2010 konnten die Autobauer 2,92 Millionen Neufahrzeuge verkaufen. Autoexperte Ferdinand Dudenhöfer erwartet für 2011, dass 3,25 Millionen Neuwagen in Deutschland verkauft werden. Das berichtet w&v in zwei Artikeln über Bilanz und Zukunft des deutschen Automarktes.

In Europa zieht der Automarkt an: Die Niederlande konnten 2010 einen Zuwachs von 25% erzielen. Belgien legte um 15% zu, Spanien kam auf plus 3% und Großbritannien schaffte ein Plus von 2%. In Deutschland brach der Neuwagenverkauf hingegen um satte 23% ein. Moderater war der Abschwung in Italien (-9%) und Frankreich (-2%). Für Deutschland kann es ja quasi nur noch aufwärts gehen.

Markenmäßig hat sich in Deutschland nicht viel verändert. Die meisterverkauften Marken 2010 waren VW (21%), Mercedes (9,6%), BMW/Mini (9,1%), Opel (8%), Audi (7,8%), Ford (6,8%) und Renault/Dacia (5,3%). Das lag auch daran, dass fast alle Marken ähnliche Verluste bei den Zulassungszahlen hinnehmen mussten. Lediglich BMW/Mini konnte den Absatz um 3% steigern.

Bei den Fahrzeugsegmenten ging es 2010 fast überall bergab. Die größten Verluste mussten die Minis hinnehmen, von denen 45% weniger verkauft wurden. Zuwächse konnten lediglich Geländewagen (+21%) und die Obere Mittelklasse (+12%) verzeichnen. Das Ranking 2010 sieht so aus: Kompaktklasse, Kleinwagen, Mittelklasse, Geländewagen, Minis, Mini-Vans und Obere Mittelklasse.

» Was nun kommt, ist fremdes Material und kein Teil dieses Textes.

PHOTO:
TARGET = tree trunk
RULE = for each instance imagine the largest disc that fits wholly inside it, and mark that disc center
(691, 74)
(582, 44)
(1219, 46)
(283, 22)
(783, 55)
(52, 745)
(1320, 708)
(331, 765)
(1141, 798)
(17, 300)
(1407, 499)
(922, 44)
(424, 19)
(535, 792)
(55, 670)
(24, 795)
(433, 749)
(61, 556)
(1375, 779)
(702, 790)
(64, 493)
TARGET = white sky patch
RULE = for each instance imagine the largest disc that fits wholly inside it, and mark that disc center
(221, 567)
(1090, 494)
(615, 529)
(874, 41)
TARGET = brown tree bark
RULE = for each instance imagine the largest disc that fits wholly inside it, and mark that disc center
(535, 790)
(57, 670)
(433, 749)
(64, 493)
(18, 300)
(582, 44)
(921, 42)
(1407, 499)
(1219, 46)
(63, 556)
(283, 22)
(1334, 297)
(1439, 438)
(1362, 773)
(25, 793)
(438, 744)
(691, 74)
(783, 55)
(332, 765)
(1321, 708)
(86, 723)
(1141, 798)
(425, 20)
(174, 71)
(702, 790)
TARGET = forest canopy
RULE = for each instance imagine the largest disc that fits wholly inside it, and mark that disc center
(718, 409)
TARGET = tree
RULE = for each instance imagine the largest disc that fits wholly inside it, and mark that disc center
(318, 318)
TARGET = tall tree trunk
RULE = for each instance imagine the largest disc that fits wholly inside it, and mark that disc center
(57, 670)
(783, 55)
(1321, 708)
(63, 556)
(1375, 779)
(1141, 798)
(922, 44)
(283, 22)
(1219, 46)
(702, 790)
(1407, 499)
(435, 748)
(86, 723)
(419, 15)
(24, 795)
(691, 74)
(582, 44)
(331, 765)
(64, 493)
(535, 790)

Das Ranking der Werbeetats zeigte folgendes Bild: Die Marken Volkswagen, Renault, Opel, Ford, Audi, BMW und Toyota landeten auf den ersten sieben Plätzen. VW führte mit stolzen 227 Millionen Euro. Damit gab das Unternehmen 8% mehr Geld für Werbung aus als im Vorjahr. Opel legte um 21% zu, Renault kürzte seinen Etat um 18%.
Für 2011 wird ein Zuwachs der Werbegelder erwartet, weil in diesem Jahr die ersten serienreifen Elektroautos auf den Markt kommen.